Bike-sharing companies face an uphill ride in U.S.

FAN Editor
California-based bike sharing startup LimeBike displays its bikes at a recently-launched pilot program in Burlingame
California-based bike sharing startup LimeBike displays its bikes at a recently-launched pilot program in Burlingame, California, U.S. March 8, 2017. REUTERS/Jane Lanhee Lee

March 16, 2018

By Jane Lanhee Lee

SAN FRANCISCO (Reuters) – A bike-sharing craze that has swept China over the past two years is picking up speed in cities across the United States, but with a different spin as tough local regulations rein in the roll-out of dockless bikes.

Chinese startups pioneered dockless bike sharing: unlock a bike with your cellphone, ride it, park it, and relock it. But the downside has been bikes piled everywhere in many cities, clogging the sidewalks.

Many major U.S. cities have pre-empted that problem with rules that sharply limit how many dockless-bike companies can operate and how many bikes they can offer in an effort to avoid problems with blocked sidewalks.

Mobike, one of the Chinese bike-sharing giants, has launched in just five U.S. cities and is deliberately moving slowly to work with local communities, according to U.S. General Manager Jason Wong.
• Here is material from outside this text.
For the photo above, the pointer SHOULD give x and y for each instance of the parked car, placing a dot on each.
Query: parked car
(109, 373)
In Dallas, a city that bike-share companies say is lax on regulation, Mobike has “voluntarily capped” its dockless bike number at 3,000 to make sure the business can thrive in the long term.

Ofo, another Chinese dockless bike-sharing power, will not enter a city without the blessing of local officials, said Chris Taylor, head of the company’s North America business. It is now in 25 U.S. cities, including Seattle, San Diego, and Washington, D.C.

“I think it’s definitely tougher than it is in China but I see that as a good thing,” said Toby Sun, co-founder and CEO of San Mateo, California-based LimeBike. The company put its first dockless bikes on the road in June and has so far raised $132 million from investors, including top Silicon Valley venture capital firm Andreessen Horowitz.

In New York City and San Francisco, dockless bike sharing is all but banned. Both cities have exclusive, multi-year deals with Motivate, which operates the Citi Bike and Ford GoBike services, which use fixed docking stations.

“There’s one city in the U.S. that didn’t have any regulation and that’s Dallas, and quickly had more than 20,000 bikes that were not being used very often and so now they’re looking at what kind of regulation they want to adopt,” said Ryan Rzepecki, CEO of electric bike-sharing startup Jump Bikes.

“There’s going to be some regulation and that does impact the growth.”

Jared White, a spokesman for Dallas, said the city is getting ready to roll out permits and is considering imposing a fee on bike-sharing companies.

Meanwhile, cities with bike-share docking stations are considering what to do next. San Francisco has given a permit for electric bike-sharing to Jump Bikes, though it is limited to 250 bikes at the start.

New York City is considering dockless bikes for areas that are not serviced by the Citi Bike program. Nice Ride, a non-profit in Minneapolis that has been running a bike-sharing program for the past 8 years, has signed up Motivate to help run the docked bikes and roll out a dockless program to test the new concept.

Beyond the cautious city officials, bike-sharing companies face the challenge of getting Americans accustomed to driving to pedal instead – especially when the public transit options are far inferior to those in the biggest Chinese cities.

But the uphill ride is not worrying investors betting on so-called last mile solutions – bikes, electric bikes, and scooters. Just last week the electric scooter-sharing company Bird, which was founded in the fall of last year and has already had to pay fines to the city of Santa Monica for leaving scooters around town, raised $100 million in a series B funding.